Let A be the 2.2 kg mass and B be the 2.7 kg mass Let x=required distance. I notice you are taking g=10
A loses PE 2.2*10*xsin30=11x A losesKE (1/2)*2.2*16=17.6 B loses KE (1/2)*2.7*16=21.6 So total loss of energy= 11x+39.2
Gain of energy is the PE of B =2.7*10*x=27x
So 27x=11x+39.2 16x=39.2 x= 2.45
B gains energy 27x-21.6 =44.55
Gain in energy of B = work done by tension T So Tx= 44.55 So T= 44.55/2.45= 18.2

6. ## Re: Help needed in Mechanics 1- Potential energy!

Originally Posted by biffboy
They have taken g=10 to get x=0.325 So isnt the separation 2x=0.650?

I still dont get it...

7. ## Re: Help needed in Mechanics 1- Potential energy!

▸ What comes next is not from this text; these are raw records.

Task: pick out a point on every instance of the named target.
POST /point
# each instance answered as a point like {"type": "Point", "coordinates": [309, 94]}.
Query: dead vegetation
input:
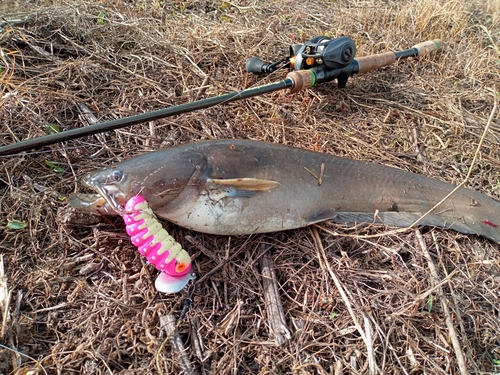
{"type": "Point", "coordinates": [81, 300]}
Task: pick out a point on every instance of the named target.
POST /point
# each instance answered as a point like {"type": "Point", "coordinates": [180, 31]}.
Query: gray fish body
{"type": "Point", "coordinates": [236, 187]}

Here's a different approach. (Nice solution BTW biffboy).
For the larger mass let down be the positive direction and suppose that the tension in the string is $T.$
Then, (F=ma),
for the larger mass
$2.7g-T=2.7a.................(1),$
and for the mass on the slope,
$T-2.2g\cos60=2.2a........(2).$
Adding, (and taking $g$ to be $10),$
$27-11=4.9a,$ so $a=16/4.9$
Now use one of the equations of motion for a body moving with constant acceleration $v^{2}=u^{2}+2as,$
and we have, when the large mass comes to rest,
$0=16+2(16/4.9)s,$ so $s=-16*4.9/(2*16)=-2.45$
(Since down is the positive direction, the negative sign reflects the fact that the larger mass has moved upwards before coming (momentarily) to rest.)
The gain in energy of the larger mass will be its gain in PE minus its loss in KE
$=2.7g*2.45-(1/2)2.7*4^{2}=44.55$
The tension in the string we can get from (1) or (2),
From (1), $T=2.7g-2.7a=27-2.7(16/4.9)=18.18$

8. ## Re: Help needed in Mechanics 1- Potential energy!

That's the way I would have done it left to myself. I used energy because of the title of the question.

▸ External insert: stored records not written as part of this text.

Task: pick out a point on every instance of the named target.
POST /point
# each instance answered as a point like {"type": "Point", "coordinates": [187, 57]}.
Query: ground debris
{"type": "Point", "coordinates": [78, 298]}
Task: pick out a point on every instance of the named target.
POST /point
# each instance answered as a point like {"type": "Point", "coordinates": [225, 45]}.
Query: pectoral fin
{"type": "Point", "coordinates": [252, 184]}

9. ## Re: Help needed in Mechanics 1- Potential energy!

Originally Posted by BobP
Here's a different approach. (Nice solution BTW biffboy).
For the larger mass let down be the positive direction and suppose that the tension in the string is $T.$
Then, (F=ma),
for the larger mass
$2.7g-T=2.7a.................(1),$
and for the mass on the slope,
$T-2.2g\cos60=2.2a........(2).$
Adding, (and taking $g$ to be $10),$
$27-11=4.9a,$ so $a=16/4.9$
Now use one of the equations of motion for a body moving with constant acceleration $v^{2}=u^{2}+2as,$
and we have, when the large mass comes to rest,
$0=16+2(16/4.9)s,$ so $s=-16*4.9/(2*16)=-2.45$
(Since down is the positive direction, the negative sign reflects the fact that the larger mass has moved upwards before coming (momentarily) to rest.)
The gain in energy of the larger mass will be its gain in PE minus its loss in KE
$=2.7g*2.45-(1/2)2.7*4^{2}=44.55$
The tension in the string we can get from (1) or (2),
From (1), $T=2.7g-2.7a=27-2.7(16/4.9)=18.18$
Thanks...but i have already solved it through this approach... The topic m doing now a days involves energy equations so i just needed some guidance about this question with reference to energies and stuff.... Thanks a lot though, u helped clear my confusion regarding the minus sign!!!